8 Mart 1857 tarihinde ABD'nin New York kentinde 40.000 dokuma işçisi daha iyi çalışma koşulları istemiyle bir tekstil fabrikasında greve başlar; ancak polisin işçilere saldırması ve işçilerin fabrikaya kilitlenmesi, arkasından da çıkan yangında işçilerin fabrika önünde kurulan barikatlardan kaçamaması sonucunda çoğu kadın 129 işçi can verir. 1910 yılının Ağustos ayında Kopenhag'da 2. Enternasyonale bağlı kadınlar toplantısında, Almanya Sosyal Demokrat Partisi önderlerinden Clara Zetkin, 8 Mart 1857 tarihindeki tekstil fabrikası yangınında ölen kadın işçiler anısına 8 Mart'ın "Dünya Kadınlar Günü" olarak anılması önerisini getirir ve öneri oybirliğiyle kabul edilir.*

Onurlu bir mücadele ile başlayan ve sonrasında her yıl kutlanan kadınlar gününde türlü türlü yazılar yayınlanır, ünlülerle ropörtajlar yapılır, sosyal medyada kutlama mesajları, aman keşke tek gün değil her gün kutlansa geyikleri yapılır, kimilerine çiçekler gönderilir, partiler sokaklarda çiçekler dağıtır vs vs ile 24 saat geçer... Karşı cins (yani bana göre karşı) sadece 24 saat mola verdikleri mesailerine (ki vermeyenler de bir o kadar çok aslında) her zaman yaptıkları tavırlara/şiddete/kötülüklere/ayıplara vs vs kaldıkları yerden devam ederler... 

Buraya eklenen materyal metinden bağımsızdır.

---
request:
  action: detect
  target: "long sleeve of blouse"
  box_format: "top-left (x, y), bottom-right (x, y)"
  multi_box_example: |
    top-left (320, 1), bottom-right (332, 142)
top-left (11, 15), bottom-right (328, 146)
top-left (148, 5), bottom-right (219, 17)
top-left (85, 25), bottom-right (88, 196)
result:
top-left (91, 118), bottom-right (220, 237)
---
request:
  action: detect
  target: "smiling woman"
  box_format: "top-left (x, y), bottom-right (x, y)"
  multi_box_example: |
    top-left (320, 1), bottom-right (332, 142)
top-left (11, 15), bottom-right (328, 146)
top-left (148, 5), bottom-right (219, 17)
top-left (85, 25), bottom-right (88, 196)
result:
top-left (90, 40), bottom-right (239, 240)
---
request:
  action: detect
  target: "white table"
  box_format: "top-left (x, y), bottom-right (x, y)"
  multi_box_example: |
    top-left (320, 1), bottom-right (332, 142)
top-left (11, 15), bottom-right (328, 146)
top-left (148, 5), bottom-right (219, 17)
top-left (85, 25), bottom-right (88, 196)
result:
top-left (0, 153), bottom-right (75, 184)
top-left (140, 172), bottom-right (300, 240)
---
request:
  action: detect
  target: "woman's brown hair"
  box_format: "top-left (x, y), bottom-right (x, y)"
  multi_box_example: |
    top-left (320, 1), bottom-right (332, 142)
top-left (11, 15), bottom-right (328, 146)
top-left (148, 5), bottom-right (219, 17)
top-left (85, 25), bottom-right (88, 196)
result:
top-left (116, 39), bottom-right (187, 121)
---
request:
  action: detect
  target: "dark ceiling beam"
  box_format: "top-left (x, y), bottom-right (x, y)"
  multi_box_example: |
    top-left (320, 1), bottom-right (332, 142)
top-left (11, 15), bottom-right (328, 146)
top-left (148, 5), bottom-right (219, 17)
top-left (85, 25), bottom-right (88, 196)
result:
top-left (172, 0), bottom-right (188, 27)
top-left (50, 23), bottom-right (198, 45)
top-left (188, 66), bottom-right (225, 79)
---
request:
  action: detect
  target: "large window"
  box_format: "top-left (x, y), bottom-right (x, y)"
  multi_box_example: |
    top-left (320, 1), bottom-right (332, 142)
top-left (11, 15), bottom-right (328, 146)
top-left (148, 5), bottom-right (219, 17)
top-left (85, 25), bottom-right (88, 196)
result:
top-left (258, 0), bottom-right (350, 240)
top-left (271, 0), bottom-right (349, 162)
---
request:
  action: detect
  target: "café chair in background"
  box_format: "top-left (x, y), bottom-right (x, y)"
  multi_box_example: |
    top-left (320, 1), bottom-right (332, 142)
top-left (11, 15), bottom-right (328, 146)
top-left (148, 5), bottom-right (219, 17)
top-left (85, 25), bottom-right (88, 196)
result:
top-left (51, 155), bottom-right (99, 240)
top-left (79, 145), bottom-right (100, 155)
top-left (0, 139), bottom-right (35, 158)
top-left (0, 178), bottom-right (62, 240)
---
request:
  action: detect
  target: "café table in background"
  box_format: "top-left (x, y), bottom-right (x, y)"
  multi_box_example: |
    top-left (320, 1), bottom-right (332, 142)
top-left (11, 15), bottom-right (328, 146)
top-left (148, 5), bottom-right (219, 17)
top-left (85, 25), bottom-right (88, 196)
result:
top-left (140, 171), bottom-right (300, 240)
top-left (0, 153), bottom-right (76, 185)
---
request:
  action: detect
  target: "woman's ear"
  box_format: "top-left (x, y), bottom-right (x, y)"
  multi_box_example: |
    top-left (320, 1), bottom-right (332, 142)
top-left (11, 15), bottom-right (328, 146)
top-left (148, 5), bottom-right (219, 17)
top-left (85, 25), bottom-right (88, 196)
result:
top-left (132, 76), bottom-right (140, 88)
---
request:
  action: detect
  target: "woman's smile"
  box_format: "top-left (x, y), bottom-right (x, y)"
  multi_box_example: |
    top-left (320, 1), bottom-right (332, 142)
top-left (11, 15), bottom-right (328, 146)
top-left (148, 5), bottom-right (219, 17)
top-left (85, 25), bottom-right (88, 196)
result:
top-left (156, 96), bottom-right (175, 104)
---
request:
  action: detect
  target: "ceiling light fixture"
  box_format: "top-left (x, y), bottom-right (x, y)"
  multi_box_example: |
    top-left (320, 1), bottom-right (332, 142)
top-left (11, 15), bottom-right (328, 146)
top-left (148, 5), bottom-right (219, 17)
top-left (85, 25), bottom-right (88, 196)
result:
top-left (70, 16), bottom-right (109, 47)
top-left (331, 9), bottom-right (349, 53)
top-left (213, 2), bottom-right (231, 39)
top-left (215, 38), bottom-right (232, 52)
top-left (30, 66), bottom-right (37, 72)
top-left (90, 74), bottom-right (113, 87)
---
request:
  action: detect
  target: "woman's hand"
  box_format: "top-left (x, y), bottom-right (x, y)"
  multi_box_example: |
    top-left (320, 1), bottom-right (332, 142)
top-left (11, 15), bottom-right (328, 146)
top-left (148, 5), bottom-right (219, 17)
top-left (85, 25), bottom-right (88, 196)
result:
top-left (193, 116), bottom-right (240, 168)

Biz kadınların ise bu mesailer karşısında tek yapabildiği şey içinden sövmek/kızmak ya da etrafındaki kişilerden yardım istemek (ki bu oran da Türkiye genelinde ciddi olarak çok az) ya da birilerine anlatmak!!!

İşin içler acısı istatistiklerine girmeyeceğim çünkü çok acı...  Bu duruma karşılık şanslı bir yüzdede bulunmama rağmen konuyu biraz saptırıp ironi ile ufak bir gözleme çevireyim :

Düşündüm dedim ki benim erkeklere bu içten kızma/sövme durumlarında yakıştırdığım kelimeler ne acaba... ve direk aklıma şu üç güzel kelime geldi : 

1 numara : Öküz

Bu tip yaşadıklarımda ana replik şu noktaya varıyor : 
- Ben ESER, Ece ESER 
- Öküz ben de, bildiğin öküz
şeklinde ama öküzlük çoktan bitmiş bir eylem olarak karşıma çıktığı için zaten öküzün öküzlükleri ile tanışmış olan ben memnun oldum deyip, sonrasında sineye çekme hareketimi tamamlayıp, arkadaşlarıma derecelendirmesini yaparak anlatıyorum veee kendi kabuğuma çekiliyorum :)))


2 numara: Şerrreffsiz (sessiz harflere bolca vurgu yapılarak)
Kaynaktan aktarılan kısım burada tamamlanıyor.